The vendor is happy, because now other shoppers are crowding around. Where the strangeness of foods from other worlds at first kept them away, now they are drawn by Kalp’s ability to explain what it is and how everything is used, by the novelty of the experience, and by Basil’s ringing endorsements.
Soon the vendor is too busy dropping produce into cloth bags and collecting tender to converse with them, but Kalp is happy to have helped her become prosperous. This is an excellent way to pay her back for her generosity. Kalp, Gwen, and Basil turn to go, and the vendor stops them with a shout:
“Oi!” she says. “You stop by after closin’ next Friday, mebe, we’ll talk. Mebe I’ll take you up to Pa’s farm, eh? You can give ‘im tips?”
Kalp bobs his head in the affirmative. He would very much like to see the farm. Kalp is no grower of plants, no cultivator of land, but he has been on farms on his own planet as a child and would like to compare.

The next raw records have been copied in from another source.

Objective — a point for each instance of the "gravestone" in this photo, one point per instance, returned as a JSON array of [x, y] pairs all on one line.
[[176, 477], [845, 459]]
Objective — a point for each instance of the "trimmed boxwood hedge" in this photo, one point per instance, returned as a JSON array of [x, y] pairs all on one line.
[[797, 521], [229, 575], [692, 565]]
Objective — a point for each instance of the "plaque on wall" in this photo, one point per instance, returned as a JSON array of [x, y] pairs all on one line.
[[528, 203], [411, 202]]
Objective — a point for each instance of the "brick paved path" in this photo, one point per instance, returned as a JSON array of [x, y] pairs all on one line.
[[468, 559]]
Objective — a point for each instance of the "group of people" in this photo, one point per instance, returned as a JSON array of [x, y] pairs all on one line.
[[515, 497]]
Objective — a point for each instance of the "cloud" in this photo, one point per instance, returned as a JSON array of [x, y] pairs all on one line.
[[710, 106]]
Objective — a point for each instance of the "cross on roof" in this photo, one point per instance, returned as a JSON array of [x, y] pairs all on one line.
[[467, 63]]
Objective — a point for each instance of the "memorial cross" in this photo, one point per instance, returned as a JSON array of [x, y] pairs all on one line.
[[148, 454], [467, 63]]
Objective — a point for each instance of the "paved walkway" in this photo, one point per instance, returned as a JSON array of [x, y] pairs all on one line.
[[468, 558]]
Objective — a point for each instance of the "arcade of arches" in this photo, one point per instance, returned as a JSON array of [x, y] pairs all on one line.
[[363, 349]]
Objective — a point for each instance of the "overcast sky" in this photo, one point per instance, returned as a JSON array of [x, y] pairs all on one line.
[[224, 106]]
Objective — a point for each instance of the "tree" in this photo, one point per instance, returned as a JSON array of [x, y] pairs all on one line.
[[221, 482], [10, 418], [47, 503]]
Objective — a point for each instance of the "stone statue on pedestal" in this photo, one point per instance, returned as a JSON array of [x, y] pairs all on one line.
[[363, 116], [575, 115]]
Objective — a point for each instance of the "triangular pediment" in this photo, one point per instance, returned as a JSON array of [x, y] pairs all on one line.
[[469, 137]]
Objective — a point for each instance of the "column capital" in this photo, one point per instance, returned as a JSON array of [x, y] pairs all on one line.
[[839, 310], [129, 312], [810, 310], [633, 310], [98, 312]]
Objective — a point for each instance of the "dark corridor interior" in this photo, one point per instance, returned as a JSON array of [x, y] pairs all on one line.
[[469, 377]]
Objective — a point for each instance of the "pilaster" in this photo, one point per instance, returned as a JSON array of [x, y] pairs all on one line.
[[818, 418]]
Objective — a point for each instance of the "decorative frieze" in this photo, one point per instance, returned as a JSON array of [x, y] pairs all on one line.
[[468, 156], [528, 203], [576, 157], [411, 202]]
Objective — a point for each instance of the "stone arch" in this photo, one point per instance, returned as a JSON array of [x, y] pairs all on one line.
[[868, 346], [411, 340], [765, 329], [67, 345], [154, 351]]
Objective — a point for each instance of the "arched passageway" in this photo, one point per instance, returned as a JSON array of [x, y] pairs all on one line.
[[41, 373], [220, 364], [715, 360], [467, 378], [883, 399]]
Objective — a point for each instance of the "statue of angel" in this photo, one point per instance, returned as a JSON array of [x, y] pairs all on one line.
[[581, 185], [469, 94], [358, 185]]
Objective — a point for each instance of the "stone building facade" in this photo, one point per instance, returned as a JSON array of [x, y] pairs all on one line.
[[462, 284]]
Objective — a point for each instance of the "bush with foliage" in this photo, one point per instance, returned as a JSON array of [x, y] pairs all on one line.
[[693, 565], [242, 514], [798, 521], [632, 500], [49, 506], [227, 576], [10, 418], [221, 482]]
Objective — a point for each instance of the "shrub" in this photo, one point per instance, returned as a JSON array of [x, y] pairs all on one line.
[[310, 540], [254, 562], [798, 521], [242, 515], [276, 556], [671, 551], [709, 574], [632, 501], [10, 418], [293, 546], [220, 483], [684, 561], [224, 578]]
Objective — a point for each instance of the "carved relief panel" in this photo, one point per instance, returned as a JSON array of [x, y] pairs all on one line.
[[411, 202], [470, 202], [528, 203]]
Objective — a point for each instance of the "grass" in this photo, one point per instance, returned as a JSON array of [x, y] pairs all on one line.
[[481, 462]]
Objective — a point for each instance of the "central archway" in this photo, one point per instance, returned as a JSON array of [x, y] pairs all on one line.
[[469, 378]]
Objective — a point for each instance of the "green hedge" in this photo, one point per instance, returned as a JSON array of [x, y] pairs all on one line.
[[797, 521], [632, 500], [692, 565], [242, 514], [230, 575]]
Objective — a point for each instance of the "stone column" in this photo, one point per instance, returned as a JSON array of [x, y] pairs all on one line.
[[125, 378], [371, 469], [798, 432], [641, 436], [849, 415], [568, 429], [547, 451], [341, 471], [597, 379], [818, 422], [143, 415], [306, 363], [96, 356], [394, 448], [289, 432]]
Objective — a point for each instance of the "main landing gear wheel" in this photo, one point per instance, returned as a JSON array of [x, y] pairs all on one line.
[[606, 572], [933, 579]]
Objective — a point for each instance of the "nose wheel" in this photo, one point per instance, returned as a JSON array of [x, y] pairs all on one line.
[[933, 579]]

Their last stop is at a vendor’s cart laden with animal carcasses. Kalp’s front teeth are sharp, an evolutionary throwback from carnivore ancestors, and he is eager to peruse the wares. He cannot find exactly what he is looking for, but settles on something called “venison,” which he hopes tastes close enough.
All the way back to the car, Basil keeps trying to dip his hands into the sack filled with produce to snatch another osap, and Kalp gamely keeps the purchases elevated far above Basil’s sneaking arms. Kalp’s reach greatly exceeds Basil’s.
Kalp tries out his first laugh, and it seems to be well received.